Bu yazıda, size internetten bulabileceğiniz detayları/bilgileri aktarıp tekrar yapmak istemedim ama gitmişken mutlaka ve mutlaka görün diyeceğim yerler:
-       Prado müzesi, Reina müzesi, Caixa Forum müzesi, Ulusal Kütüphane ve Arkeoloji müzesi, 
-       Plaza de Espana’da bulunan Don Kişot ve Sanço Panço heykeli
-       Malasana bölgesi, Calle Velarde ve ara sokaklar
-       Caixa Müzesi’nin arka kısmında bir labirent misali yapılanmış ara sokaklar ve tüm artizan dükkanlar (kendinizi bir masalın icinde girdiğinizi hissetmeniz işten bile değil o bölgede)
-       La Latina bölgesi
-       Göreceğiniz tüm mercadolar (şarap içmeden, birkaç çeşit tapas denemeden, sıcacık ekmeğin üstüne jamon, peynir koyup yemeden ve deniz mahsullerinin hakkını vermeden çıkmayın sakın hiç birinden) 
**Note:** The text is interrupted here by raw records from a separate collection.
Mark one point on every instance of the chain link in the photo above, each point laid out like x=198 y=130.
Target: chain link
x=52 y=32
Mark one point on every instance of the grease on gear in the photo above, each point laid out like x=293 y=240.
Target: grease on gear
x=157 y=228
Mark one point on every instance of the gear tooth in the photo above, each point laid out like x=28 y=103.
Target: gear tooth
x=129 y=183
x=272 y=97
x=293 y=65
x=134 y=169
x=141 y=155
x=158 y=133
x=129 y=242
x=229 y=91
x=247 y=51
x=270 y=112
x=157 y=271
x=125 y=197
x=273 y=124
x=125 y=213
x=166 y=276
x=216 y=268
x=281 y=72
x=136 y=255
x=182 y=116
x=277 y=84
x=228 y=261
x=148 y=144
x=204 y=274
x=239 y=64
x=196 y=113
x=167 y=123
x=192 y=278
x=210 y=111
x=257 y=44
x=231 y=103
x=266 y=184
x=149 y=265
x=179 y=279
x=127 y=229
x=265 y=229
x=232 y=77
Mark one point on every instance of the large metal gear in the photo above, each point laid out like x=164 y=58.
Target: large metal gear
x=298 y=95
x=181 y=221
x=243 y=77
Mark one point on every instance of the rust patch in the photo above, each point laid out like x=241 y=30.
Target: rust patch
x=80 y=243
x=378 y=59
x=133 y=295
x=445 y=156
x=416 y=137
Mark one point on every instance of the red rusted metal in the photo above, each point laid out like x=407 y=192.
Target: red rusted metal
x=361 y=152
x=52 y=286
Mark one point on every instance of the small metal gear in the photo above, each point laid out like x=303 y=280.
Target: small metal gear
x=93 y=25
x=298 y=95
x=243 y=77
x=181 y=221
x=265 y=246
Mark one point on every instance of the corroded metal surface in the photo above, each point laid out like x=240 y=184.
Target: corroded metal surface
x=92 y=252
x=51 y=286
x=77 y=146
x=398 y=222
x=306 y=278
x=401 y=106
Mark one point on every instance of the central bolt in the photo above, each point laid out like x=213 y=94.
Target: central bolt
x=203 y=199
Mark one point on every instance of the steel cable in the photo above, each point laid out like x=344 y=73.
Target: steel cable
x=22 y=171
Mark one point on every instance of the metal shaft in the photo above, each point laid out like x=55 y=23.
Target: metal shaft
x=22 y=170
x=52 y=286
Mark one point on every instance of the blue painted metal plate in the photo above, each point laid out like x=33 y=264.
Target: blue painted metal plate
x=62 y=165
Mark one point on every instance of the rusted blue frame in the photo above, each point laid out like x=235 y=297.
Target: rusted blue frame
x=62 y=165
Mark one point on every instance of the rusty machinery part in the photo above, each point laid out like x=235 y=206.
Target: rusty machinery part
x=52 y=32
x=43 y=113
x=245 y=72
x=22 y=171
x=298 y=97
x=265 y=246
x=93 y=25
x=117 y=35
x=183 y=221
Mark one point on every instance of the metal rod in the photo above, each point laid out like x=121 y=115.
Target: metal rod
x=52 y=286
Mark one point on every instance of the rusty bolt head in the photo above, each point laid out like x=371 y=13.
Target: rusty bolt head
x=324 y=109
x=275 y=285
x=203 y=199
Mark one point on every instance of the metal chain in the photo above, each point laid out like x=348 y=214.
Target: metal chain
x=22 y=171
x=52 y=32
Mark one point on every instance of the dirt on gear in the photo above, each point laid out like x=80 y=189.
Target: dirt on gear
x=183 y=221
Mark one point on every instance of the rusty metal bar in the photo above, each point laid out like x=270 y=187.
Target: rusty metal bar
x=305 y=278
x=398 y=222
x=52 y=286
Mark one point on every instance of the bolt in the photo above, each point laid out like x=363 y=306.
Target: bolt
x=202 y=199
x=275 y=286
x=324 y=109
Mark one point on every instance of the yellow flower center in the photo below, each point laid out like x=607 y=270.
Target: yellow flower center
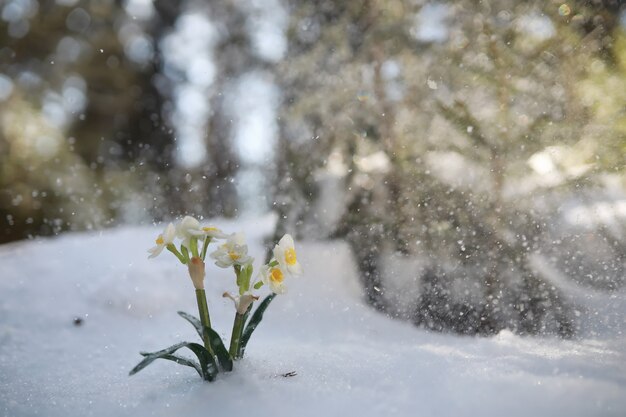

-       El Sol Meydanı ve ara sokakları
-       Gran Via’yi kesen tüm ara sokaklar
-       Mola vermek istediğinizde gözünüze çarpan küçücük bar ve cafelerde oturup sohbet edin, kitap okuyun, şarabınızı yudumlayın, yazı yazın, kitap okuyun, hayal kurun! Ve tabii, müdavimi olduğum Vides’e uğramayı unutmayın 😊
Bu seyahatin birincil amacı Madrid’i ve Ispanyol kültürünü daha fazla tanımak değildi. İspanyolcamı geliştirmek istiyordum. Gururla söylüyorum ki 20 gün boyunca toplasanız en fazla 10 cümle İngilizce konuşmuşumdur. Bu pata küte cesaretimden dolayı evet belki komik çok hikaye de birikti ama hedefimize ulaştık. Artık günlük hayatımı İspanyolca anlar ve konuşur hale getirebildim. Herşeyi henüz şimdiki zamanda anlatıyorum ama olsun, anlatıyorum ya! 😊
Okulda İngilizce konuşmak yasaktı, İngilizce her konuştuğumuzda ceza sınıfın önünde 20 kere mekik çekmek idi. Düşündüm, ya süper fit bir vücudum olacak ya pat çat İspanyolcam. Göbeğimi seviyorum dedim ve tercihimi yaptım 😊
Unutmadan söyleyeyim, İspanya’da 4 tane resmi dil var: Tüm bölgelerde konuşulan İspanyolca (buna Kastilyanca da deniyor)’nın yanısıra Katalanca (Catalan, Barselona ve çevresinde konuşuluyor), Galiçyaca (Galleco, İspanya’nın kuzeybatısı, okyanus kıyısında konuşuluyor), ve Baskça (Vasco/euskera, Bask ülkesi olarak da adlandırılan Bilbao ve çevresinde konuşuluyor).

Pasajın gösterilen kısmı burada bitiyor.